KEBAYORAN BARU, POSKOTA.CO.ID - Seorang warga Tangerang bernama Nimun, anak dari almarhum buruh tani Bantong, mendatangi Gedung Direktorat Reserse Kriminal Umum (Ditreskrimum) Polda Metro Jaya, Selasa, 2 November 2025.
Kedatangannya untuk meminta meminta penyidik Subdit Harda untuk mempercepat penyelesaian kasus dugaan pemalsuan Surat Pelepasan Hak (SPH) tahun 1993 yang sudah bertahun-tahun tidak menunjukkan perkembangan.

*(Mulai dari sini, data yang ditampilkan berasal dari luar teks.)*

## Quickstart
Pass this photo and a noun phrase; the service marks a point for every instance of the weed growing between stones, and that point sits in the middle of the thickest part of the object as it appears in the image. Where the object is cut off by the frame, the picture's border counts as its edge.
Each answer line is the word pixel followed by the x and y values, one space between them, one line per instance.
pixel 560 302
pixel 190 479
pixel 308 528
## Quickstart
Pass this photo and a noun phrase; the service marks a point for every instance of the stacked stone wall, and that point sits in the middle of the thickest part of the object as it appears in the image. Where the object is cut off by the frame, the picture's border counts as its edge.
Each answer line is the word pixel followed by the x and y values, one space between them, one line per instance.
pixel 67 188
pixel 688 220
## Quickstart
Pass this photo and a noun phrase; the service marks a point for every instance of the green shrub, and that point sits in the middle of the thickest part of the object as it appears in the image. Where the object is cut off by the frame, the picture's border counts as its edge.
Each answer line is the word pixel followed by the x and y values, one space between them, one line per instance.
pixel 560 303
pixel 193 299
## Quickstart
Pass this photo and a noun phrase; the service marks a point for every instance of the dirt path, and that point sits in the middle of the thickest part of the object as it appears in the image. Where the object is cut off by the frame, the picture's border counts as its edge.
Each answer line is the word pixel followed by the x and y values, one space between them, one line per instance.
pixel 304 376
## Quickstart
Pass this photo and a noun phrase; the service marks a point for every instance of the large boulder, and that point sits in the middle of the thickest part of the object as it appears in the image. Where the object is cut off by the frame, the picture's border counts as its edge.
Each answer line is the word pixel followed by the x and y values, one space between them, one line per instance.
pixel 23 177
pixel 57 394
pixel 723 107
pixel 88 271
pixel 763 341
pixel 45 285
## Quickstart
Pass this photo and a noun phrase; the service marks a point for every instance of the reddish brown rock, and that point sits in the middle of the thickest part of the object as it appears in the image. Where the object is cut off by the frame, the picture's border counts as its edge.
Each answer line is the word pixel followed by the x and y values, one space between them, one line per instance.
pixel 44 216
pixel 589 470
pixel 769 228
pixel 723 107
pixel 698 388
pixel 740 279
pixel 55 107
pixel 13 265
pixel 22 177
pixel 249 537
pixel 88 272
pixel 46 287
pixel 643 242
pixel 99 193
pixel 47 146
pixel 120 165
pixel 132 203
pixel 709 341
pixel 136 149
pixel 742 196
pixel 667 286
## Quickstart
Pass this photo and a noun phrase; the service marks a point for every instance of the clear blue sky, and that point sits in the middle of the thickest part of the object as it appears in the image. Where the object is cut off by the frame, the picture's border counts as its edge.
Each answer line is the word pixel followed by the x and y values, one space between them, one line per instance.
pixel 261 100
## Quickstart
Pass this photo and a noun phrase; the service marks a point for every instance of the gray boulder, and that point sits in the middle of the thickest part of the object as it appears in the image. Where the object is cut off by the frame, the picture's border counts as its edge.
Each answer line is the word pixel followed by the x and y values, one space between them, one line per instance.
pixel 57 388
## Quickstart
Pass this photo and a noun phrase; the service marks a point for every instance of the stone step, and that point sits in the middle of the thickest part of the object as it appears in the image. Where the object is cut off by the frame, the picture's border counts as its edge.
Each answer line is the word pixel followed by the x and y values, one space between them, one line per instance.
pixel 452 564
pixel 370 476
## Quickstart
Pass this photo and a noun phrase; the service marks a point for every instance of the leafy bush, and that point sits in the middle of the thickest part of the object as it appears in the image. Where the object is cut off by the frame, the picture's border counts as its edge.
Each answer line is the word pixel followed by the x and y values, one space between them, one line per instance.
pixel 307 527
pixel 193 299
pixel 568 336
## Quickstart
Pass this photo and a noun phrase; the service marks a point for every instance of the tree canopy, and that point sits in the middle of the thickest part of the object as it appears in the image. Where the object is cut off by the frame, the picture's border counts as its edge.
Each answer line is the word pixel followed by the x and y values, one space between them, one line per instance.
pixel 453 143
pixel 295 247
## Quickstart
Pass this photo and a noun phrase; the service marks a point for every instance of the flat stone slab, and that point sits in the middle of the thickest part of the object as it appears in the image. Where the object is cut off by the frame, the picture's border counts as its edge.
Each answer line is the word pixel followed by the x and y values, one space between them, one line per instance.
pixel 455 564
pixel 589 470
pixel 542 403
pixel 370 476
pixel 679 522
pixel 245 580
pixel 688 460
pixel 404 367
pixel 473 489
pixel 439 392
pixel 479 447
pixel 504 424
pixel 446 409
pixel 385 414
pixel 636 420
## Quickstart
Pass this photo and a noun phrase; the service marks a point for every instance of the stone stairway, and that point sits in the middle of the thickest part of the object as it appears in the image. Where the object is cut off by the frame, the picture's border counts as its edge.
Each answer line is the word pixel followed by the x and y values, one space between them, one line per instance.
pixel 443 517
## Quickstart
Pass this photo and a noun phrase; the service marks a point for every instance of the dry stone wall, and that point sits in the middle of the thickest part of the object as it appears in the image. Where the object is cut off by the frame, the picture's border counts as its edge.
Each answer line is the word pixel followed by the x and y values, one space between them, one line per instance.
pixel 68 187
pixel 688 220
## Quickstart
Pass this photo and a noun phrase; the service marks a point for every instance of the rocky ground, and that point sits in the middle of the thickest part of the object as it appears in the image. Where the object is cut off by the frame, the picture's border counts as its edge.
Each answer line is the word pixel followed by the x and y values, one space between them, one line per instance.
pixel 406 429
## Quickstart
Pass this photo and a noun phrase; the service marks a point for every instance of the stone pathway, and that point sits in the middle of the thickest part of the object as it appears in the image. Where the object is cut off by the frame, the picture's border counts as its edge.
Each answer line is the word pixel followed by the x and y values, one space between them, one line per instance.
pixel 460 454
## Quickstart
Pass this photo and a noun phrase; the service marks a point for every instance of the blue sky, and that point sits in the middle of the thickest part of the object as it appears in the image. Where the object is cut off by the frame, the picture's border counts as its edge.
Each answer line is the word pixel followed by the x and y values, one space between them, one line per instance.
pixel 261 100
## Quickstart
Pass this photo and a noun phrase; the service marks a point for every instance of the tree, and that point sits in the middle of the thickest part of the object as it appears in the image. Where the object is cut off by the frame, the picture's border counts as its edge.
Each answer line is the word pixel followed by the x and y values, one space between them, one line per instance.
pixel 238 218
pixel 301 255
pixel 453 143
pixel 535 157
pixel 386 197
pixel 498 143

Didampingi penasihat hukumnya, Erdi Surbakti, Nimun menilai ada sejumlah kejanggalan dalam penanganan perkara tersebut ketika masih ditangani Polres Metro Tangerang Kota. Menurutnya, terlapor berinisial LH tidak pernah diperiksa selama lima tahun sejak laporan dibuat.
“Selama lima tahun laporan ini berjalan, terlapor tidak pernah sekalipun hadir dan tidak pernah dimintai keterangan oleh penyidik. Ini temuan pertama kami,” kata Erdi usai gelar perkara khusus di Polda Metro Jaya, Jakarta Selatan, Selasa, 2 Desember 2025.
Baca Juga: Kerap Terjadi Kecelakaan akibat Kabel Menjuntai, Polda Metro Jaya Bakal Tindak Provider Lalai
Selain itu, SPH yang menjadi objek laporan diduga tidak memiliki keabsahan administrasi. Dokumen itu diklaim bersumber dari Girik C 841, tetapi baik SPH maupun girik disebut tidak tercatat di kelurahan maupun Kecamatan Cipondoh.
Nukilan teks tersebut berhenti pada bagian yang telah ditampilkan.